Leroi doesn’t think much of the lyrical prowess of Adele either: ‘If you were to analyse any of the songs you would find no sentiment in there that couldn’t be created by a sad song generator.’
You may not agree (I’m not sure I do), but there is certainly an argument that much of human creativity – like the products of the ‘composing’ algorithms – is just a novel combination of pre-existing ideas. As Mark Twain says:
There is no such thing as a new idea. It is impossible. We simply take a lot of old ideas and put them into a sort of mental kaleidoscope. We give them a turn and they make new and curious combinations. We keep on turning and making new combinations indefinitely; but they are the same old pieces of colored glass that have been in use through all the ages.22
Cope, meanwhile, has a very simple definition for creativity, which easily encapsulates what the algorithms can do: ‘Creativity is just finding an association between two things which ordinarily would not seem related.’
Perhaps. But I can’t help feeling that if EMI and algorithms like it are exhibiting creativity, then it’s a rather feeble form. Their music might be beautiful, but it is not profound. And try as I might, I can’t quite shake the feeling that seeing the output of these machines as art leaves us with a rather culturally impoverished view of the world. It’s cultural comfort food, maybe. But not art with a capital A.
In researching this chapter, I’ve come to realize that the source of my discomfort about algorithms making art lies in a different question. The real issue is not whether machines can be creative. They can. It is about what counts as art in the first place.

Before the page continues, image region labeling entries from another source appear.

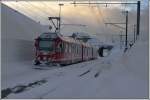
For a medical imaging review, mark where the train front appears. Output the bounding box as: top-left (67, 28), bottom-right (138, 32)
top-left (34, 33), bottom-right (58, 65)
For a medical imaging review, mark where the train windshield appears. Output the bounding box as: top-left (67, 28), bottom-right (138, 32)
top-left (39, 40), bottom-right (54, 51)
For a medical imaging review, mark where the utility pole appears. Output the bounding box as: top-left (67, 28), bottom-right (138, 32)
top-left (136, 1), bottom-right (141, 40)
top-left (125, 11), bottom-right (128, 50)
top-left (59, 3), bottom-right (64, 33)
top-left (134, 24), bottom-right (136, 43)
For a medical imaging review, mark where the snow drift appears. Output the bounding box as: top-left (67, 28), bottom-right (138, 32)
top-left (1, 4), bottom-right (48, 62)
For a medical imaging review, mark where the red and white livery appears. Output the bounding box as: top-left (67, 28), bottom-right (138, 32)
top-left (35, 32), bottom-right (98, 65)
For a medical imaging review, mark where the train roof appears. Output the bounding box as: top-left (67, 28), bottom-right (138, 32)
top-left (40, 32), bottom-right (91, 47)
top-left (60, 36), bottom-right (82, 44)
top-left (60, 36), bottom-right (91, 47)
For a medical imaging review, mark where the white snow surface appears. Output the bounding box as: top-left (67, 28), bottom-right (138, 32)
top-left (1, 3), bottom-right (148, 99)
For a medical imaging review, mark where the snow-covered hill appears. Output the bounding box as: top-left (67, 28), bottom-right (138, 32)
top-left (1, 2), bottom-right (148, 99)
top-left (1, 4), bottom-right (46, 62)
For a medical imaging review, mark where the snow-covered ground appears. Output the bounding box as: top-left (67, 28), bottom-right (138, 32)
top-left (1, 2), bottom-right (148, 99)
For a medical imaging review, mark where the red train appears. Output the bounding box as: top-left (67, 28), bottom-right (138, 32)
top-left (35, 33), bottom-right (98, 65)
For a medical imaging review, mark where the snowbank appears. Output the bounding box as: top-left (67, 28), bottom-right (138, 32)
top-left (1, 4), bottom-right (47, 64)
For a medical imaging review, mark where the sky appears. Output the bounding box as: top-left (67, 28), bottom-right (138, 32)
top-left (3, 0), bottom-right (148, 42)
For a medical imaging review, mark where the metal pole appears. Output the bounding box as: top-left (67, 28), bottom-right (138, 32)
top-left (134, 24), bottom-right (136, 43)
top-left (59, 4), bottom-right (64, 33)
top-left (125, 11), bottom-right (128, 49)
top-left (136, 1), bottom-right (141, 40)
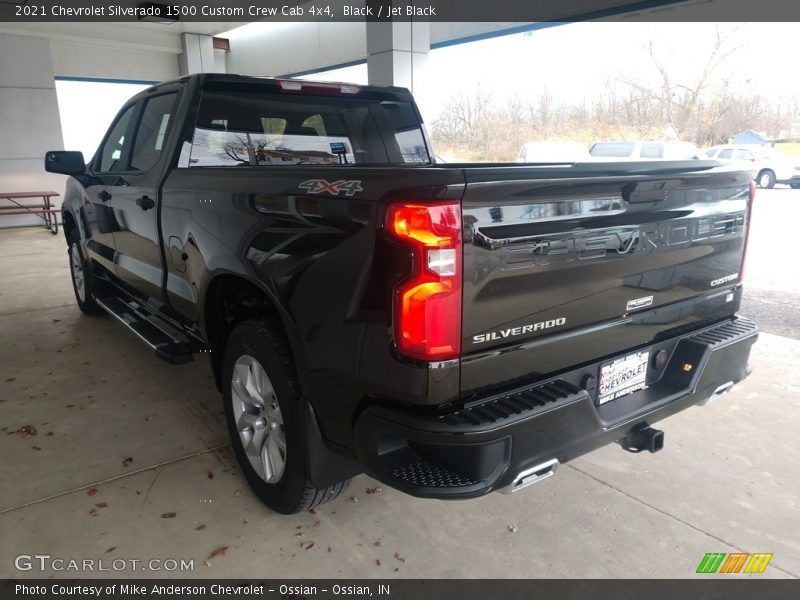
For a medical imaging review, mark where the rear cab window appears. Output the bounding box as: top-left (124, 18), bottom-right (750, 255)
top-left (187, 89), bottom-right (431, 167)
top-left (589, 142), bottom-right (636, 158)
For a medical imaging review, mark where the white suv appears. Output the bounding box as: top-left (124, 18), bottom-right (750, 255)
top-left (706, 144), bottom-right (800, 189)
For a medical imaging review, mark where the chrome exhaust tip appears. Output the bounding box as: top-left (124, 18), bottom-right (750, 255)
top-left (500, 458), bottom-right (561, 494)
top-left (697, 381), bottom-right (733, 406)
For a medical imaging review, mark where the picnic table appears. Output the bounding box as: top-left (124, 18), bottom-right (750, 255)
top-left (0, 191), bottom-right (60, 235)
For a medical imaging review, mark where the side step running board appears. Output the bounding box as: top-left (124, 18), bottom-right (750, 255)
top-left (95, 296), bottom-right (193, 365)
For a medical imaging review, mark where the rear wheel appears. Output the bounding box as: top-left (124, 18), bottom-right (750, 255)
top-left (756, 169), bottom-right (775, 189)
top-left (69, 230), bottom-right (104, 315)
top-left (222, 319), bottom-right (349, 514)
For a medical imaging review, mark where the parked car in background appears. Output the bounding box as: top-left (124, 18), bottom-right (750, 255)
top-left (517, 142), bottom-right (590, 163)
top-left (589, 140), bottom-right (703, 160)
top-left (706, 144), bottom-right (800, 189)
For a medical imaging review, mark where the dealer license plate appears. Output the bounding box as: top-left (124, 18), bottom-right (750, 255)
top-left (597, 350), bottom-right (650, 404)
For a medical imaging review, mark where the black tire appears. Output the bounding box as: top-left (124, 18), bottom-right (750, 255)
top-left (67, 230), bottom-right (105, 315)
top-left (222, 319), bottom-right (350, 514)
top-left (756, 169), bottom-right (775, 190)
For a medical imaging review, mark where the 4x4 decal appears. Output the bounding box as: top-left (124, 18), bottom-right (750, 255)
top-left (297, 179), bottom-right (364, 196)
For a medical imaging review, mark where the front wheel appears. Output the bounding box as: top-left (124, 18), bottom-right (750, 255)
top-left (756, 169), bottom-right (775, 190)
top-left (69, 232), bottom-right (104, 315)
top-left (222, 319), bottom-right (349, 514)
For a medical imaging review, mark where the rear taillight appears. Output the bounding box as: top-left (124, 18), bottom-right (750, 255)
top-left (739, 179), bottom-right (756, 282)
top-left (386, 200), bottom-right (461, 361)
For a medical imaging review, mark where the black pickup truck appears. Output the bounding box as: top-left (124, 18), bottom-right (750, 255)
top-left (45, 75), bottom-right (757, 513)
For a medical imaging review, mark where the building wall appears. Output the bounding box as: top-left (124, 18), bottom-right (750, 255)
top-left (0, 25), bottom-right (180, 227)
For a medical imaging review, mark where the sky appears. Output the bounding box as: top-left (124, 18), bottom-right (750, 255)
top-left (56, 22), bottom-right (800, 159)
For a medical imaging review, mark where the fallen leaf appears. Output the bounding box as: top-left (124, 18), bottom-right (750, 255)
top-left (208, 546), bottom-right (231, 560)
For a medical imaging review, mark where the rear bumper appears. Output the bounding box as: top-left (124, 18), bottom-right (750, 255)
top-left (354, 318), bottom-right (758, 498)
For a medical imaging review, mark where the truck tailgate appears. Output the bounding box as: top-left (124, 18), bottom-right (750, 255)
top-left (462, 161), bottom-right (752, 392)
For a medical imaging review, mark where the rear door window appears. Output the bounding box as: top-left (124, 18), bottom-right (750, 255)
top-left (189, 90), bottom-right (430, 167)
top-left (589, 142), bottom-right (636, 158)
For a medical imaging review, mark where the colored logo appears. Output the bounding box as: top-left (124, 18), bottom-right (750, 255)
top-left (697, 552), bottom-right (772, 575)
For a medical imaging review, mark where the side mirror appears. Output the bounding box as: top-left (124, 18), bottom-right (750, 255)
top-left (44, 150), bottom-right (86, 177)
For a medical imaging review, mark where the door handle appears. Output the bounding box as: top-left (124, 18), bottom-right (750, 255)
top-left (136, 196), bottom-right (156, 210)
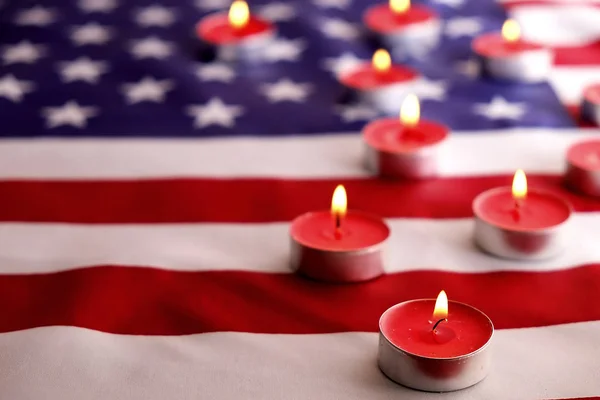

I’m a mathematician. I can trade in facts about false positives and absolute truths about accuracy and statistics with complete confidence. But in the artistic sphere I’d prefer to defer to Leo Tolstoy. Like him, I think that true art is about human connection; about communicating emotion. As he put it: ‘Art is not a handicraft, it is the transmission of feeling the artist has experienced.’23 If you agree with Tolstoy’s argument then there’s a reason why machines can’t produce true art. A reason expressed beautifully by Douglas Hofstadter, years before he encountered EMI:
A ‘program’ which could produce music … would have to wander around the world on its own, fighting its way through the maze of life and feeling every moment of it. It would have to understand the joy and loneliness of a chilly night wind, the longing for a cherished hand, the inaccessibility of a distant town, the heartbreak and regeneration after a human death. It would have to have known resignation and world-weariness, grief and despair, determination and victory, piety and awe. It would have had to commingle such opposites as hope and fear, anguish and jubilation, serenity and suspense. Part and parcel of it would have to be a sense of grace, humour, rhythm, a sense of the unexpected – and of course an exquisite awareness of the magic of fresh creation. Therein, and only therein, lie the sources of meaning in music.24
I might well be wrong here. Perhaps if algorithmic art takes on the appearance of being a genuine human creation – as EMI did – we’ll still value it, and bring our own meaning to it. After all, the long history of manufactured pop music seems to hint that humans can form an emotional reaction to something that has no more than the semblance of an authentic connection. And perhaps once these algorithmic artworks become more commonplace and we become aware that the art didn’t come from a human, we won’t be bothered by the one-way connection. After all, people form emotional relationships with objects that don’t love them back – like treasured childhood teddy bears or pet spiders.
But for me, true art can’t be created by accident. There are boundaries to the reach of algorithms. Limits to what can be quantified. Among all of the staggeringly impressive, mind-boggling things that data and statistics can tell me, how it feels to be human isn’t one of them.